There is a widespread perception that highly talented people may not work hard to get results; or even not work at all.
Is this true? Is it always true?
Now let me tell you something that, at least partially, surprised me.
In the early 1990s, psychologist K. Andeers Ericsson and two colleagues completed a research at the Berlin Academy of Music; the project aimed to clarify what role training plays in the development of a person we consider an expert in a given discipline, that is, a person who achieved results acknowledged as non-ordinary.
The research was focused on violin students, whom Ericsson and co’ divided into three groups:
- those who had a chance to become internationally renowned soloists;
- the “simply good” violinists;
- those who had little chance of playing at a competitive level and intended to teach music in public schools.

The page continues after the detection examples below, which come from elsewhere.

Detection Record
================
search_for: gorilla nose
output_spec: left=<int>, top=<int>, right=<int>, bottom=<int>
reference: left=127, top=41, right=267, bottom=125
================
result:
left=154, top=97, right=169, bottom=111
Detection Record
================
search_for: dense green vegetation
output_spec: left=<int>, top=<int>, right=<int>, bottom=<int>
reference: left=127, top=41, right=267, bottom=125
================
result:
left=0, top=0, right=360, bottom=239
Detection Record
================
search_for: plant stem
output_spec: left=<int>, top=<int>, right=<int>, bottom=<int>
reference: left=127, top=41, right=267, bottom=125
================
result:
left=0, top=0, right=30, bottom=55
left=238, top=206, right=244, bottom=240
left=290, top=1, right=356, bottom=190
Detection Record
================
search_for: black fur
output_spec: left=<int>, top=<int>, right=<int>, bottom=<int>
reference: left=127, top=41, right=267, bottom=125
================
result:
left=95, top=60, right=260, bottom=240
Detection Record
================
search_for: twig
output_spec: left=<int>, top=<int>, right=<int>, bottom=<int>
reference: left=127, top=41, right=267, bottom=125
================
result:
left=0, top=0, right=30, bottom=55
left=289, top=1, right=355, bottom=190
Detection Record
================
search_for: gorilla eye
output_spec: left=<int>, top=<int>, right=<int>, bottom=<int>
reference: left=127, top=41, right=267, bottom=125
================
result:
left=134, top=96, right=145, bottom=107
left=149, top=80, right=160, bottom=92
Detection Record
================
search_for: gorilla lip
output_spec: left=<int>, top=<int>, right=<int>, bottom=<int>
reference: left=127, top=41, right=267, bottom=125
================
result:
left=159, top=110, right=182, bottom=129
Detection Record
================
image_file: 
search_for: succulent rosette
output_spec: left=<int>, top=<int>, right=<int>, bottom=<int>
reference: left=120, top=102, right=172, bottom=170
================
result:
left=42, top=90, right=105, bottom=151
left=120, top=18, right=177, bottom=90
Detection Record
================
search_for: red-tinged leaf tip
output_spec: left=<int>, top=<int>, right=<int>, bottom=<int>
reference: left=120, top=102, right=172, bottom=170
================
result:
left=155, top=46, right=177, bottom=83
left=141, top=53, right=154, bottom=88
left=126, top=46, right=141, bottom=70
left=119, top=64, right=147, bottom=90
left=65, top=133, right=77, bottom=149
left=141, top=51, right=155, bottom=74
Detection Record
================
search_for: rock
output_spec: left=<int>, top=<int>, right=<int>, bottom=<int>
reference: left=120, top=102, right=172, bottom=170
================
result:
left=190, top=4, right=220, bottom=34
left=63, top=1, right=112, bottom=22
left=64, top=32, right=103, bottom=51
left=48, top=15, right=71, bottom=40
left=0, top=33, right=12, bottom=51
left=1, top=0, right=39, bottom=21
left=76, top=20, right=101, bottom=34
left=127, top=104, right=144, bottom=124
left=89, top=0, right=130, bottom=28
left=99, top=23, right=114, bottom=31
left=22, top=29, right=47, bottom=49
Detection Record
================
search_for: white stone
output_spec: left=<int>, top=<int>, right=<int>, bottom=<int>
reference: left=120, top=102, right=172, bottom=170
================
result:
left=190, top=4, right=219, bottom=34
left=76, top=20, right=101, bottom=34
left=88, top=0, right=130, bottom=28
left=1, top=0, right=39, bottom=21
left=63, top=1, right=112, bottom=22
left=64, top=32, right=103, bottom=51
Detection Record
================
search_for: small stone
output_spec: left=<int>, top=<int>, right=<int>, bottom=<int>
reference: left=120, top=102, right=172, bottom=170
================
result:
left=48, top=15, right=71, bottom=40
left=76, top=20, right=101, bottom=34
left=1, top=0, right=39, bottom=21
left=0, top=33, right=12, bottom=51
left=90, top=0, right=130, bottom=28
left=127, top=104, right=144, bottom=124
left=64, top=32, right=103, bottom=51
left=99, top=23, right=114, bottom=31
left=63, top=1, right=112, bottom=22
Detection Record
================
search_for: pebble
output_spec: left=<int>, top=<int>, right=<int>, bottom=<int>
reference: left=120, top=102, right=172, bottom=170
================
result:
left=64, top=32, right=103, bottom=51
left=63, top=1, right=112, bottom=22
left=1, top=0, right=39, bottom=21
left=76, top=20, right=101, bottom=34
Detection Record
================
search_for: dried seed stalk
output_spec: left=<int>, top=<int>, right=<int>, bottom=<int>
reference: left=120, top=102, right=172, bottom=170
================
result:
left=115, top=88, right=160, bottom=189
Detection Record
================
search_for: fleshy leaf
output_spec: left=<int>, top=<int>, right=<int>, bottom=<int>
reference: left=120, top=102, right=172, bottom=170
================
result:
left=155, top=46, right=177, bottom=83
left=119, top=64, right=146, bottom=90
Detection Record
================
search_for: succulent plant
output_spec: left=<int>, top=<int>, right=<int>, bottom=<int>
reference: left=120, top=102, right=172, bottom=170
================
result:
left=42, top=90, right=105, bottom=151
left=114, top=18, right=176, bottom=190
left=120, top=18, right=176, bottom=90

All violinists were asked the same question:
How many hours have you practised over your career, since you started playing the violin?
Here are, in summary, the results:
- they all had started playing at age 5;
- up to the age of 8, everyone played 2-3 hours per week;
- from the age of 8, those who would end up excelling began to work harder: 6 hours a week at age 9, 8 hours at age 12, 16 hours at age 14, and then more and more, until they exceeded 30 hours a week at age 20;
- by the age of 20, the best students had reached 10,000 hours of practice, the “good” ones 8,000 and only 4,000 the future teachers.
The research revealed other interesting points:
- they did not find a single musician who had achieved excellence in less time than peers of comparable ability;
- nor did the researchers find anyone who, lacking the talent needed to excel, had worked harder than his/her peers;
- if a musician is talented enough to be admitted to one of the best schools, it is the commitment that can make him emerge;
- those who reach standards of excellence do not work harder than others but much, much harder than others.
talent is an essential condition
but it leads to excellence only if we are willing to work hard.
If you want to know more about the relationship between talent and training you can read the book Outliers (from which I picked up the research), which I recommend to everyone.
Particularly to parents!
Did you find the article interesting?
Do you still think that people who are rich in talent can work very little to achieve success, or not work at all?